In discussing this same jurisdictional argument, the majority seems to suggest that the petitioners’ attack on the SEC’s order as failing to restore the status quo ante was somehow “not aimed at the Commission’s calculation of ill-gotten profits.” Maj. Op. at 473-74 n. 3. But the majority correctly states that the very reason disgorgement is not a penalty is because “disgorgement restores the status quo ante by depriving violators of ill-gotten profits.” Maj. Op. at 471 (emphases added). An *477attack on the SEC’s order as one that failed to restore the status quo ante, which was indisputably advanced below, see SEC Opinion at 44 (responding to the argument that “disgorgement would not return Mr. Zacharias to the status quo ante” (internal quotations omitted)), is therefore by definition an attack on the SEC’s calculation of ill-gotten profits. Petitioners’ argument, both before the Commission and us, has been that the SEC’s calculation of ill-gotten profits was flawed because petitioners would have received the same profits even if they had acted lawfully.
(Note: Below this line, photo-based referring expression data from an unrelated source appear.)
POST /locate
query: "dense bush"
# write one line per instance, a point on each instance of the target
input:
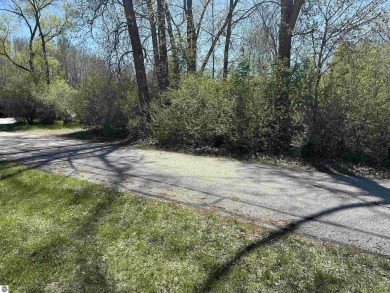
(107, 105)
(348, 117)
(353, 115)
(23, 98)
While it is true the petitioners argued they should not return any of their proceeds, that was because they claimed that the SEC’s calculation was inappropriate, not because of any notion that disgorgement can never be properly applied in the context of a § 5 violation, as the majority seems to suggest. Thus, I fail to see anything meaningful in the distinction the majority claims exists between the arguments advanced by petitioners and the arguments discussed here, see Maj. Op. at 473-74 n. 3, apart from the quibble over option value versus stock value.

I would remand to the SEC for it either to explain why the mere presence of options, as opposed to cash, justifies its dispensing with the process outlined in First City and Bilzerian, or to make an initial calculation of the value petitioners could have legitimately and contemporaneously realized from their options.